Bugün çocuk Disney gibi resim yapmak istedi - yaratıcı bir atölyeye gönderildi. Küçük ninja kaplumbağaların oğlunun yeterince görüldü - karate kaydedildi. Yarışmada kayboldu, erkeklerin önünde görünmekten utandılar - onları kulübe götürmeyi bıraktılar, çocuğa zarar verecek hiçbir şey yok. Burada ebeveyn, çocuğun isteklerine hiçbir şekilde karşı çıkmaz, onu hiçbir şekilde etkilemez, tam bir özgürlük verir. Muhtemelen, çocuk kendi kendine yetecek şekilde büyüyecek, çünkü anne ve baba onu hiçbir şekilde ihlal etmedi.

Her ne ise. Büyük olasılıkla, ilk yarıyıldan sonra enstitülerden ayrılan, önemli bir projeyi üstlenen ve ardından çağrıları cevaplamayan, emrinin Shokoladnitsa'da karıştırılması gerçeğinden tutku durumuna düşen dürtüsel bir adam büyüyecek.

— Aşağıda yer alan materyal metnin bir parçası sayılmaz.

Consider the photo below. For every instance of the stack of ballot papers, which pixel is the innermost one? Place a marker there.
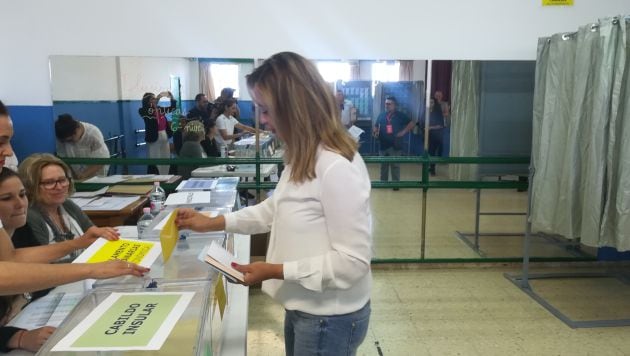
(188, 198)
(197, 184)
(221, 260)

3. Ebeveyn çocuğun istekleriyle ilgilenir, onları dinler ve sağduyuya dayalı kararlar verir

Ben sağduyuya ne derim? Bir yandan bebeğin isteklerini duymak ve saygı duymak, diğer yandan onları duruma göre düzenlemek ve böylece çocuğun yetişkin yaşamında üremeye başlayacağı modeli göstermek.

İngilizceden bir örnek vereceğim. Beş yaşındaki bir çocuk dili öğrenmek istemiyorsa, onun için zordur ve sadece ailede skandallara neden olur, belki de şu soruyu sormaya değer, dile kimin daha çok ihtiyacı var: kız mı anne mi? Kızınız beş yaşında İngilizce konuşamazsa ne olacak? Anne için hangisi daha önemli: Çocuğunun Bayan Zuckerberg olacağı planlarını beslemek mi, yoksa çocuğun huzuru ve aile içindeki huzuru mu? Ve kızı Amerika'da çalışmaya başlamaz, ancak Sibirya'ya gider ve bir Chukchi ile evlenirse, o zaman ne olacak?

Ve işte karate bölümü ile başka bir örnek. Oğul birkaç ay memnuniyetle oraya gitti ve yarışmayı kaybeder kaybetmez ağlıyor ve reddediyor. Çocuğa neyin değiştiğini varsayabilir ve sorabilirsiniz. Belki yenilmiş hissetmek onu incitiyor, belki başka bir çocuk ona ezik ve zayıf diyordu. O zaman ebeveynin görevi, anlık sporu bırakma arzusunu desteklemek değil, çocuğun hayal kırıklığı, kızgınlık ve umutların çöküşünden kurtulmasına yardımcı olmaktır. Bu beceri gelecekte faydalı olacak, size başarısızlıklarla başa çıkmayı, arzularınızı ve fırsatlarınızı ilişkilendirmeyi öğretecek. Ve kendi başına görünmez - sadece bir yetişkin bir çocuğa böyle bir davranış modeli öğretebilir.

Çocuğun arzularıyla bu şekilde başa çıkmanın yolu, ilk bakışta göründüğü kadar basit değildir. Bazen kendi arzularını anlamakta ve düzenlemekte güçlük çeken ebeveynler, çocukların istekleriyle ilgili zorluklar yaşayabilirler. Çoğu zaman, bunlar yukarıda açıklanan iki davranış modelidir: yalnızca fayda, akıl ve amaçlılık veya yalnızca duygular ve anlık arzulara yönelim. Her ikisi de, kural olarak, durumun bağlamından ayrılmış aşırı uçlardır.

Bu durumda, bir yetişkinin önce kendisiyle, belki de bir psikoloğun yardımıyla ilgilenmesi mantıklıdır. Bir ebeveyn hayatında "zorunluluk" ve "istemek" arasında özgürce bir denge bulduğunda, bu konuda çocuklarla ilgili özel bir zorluk yoktur.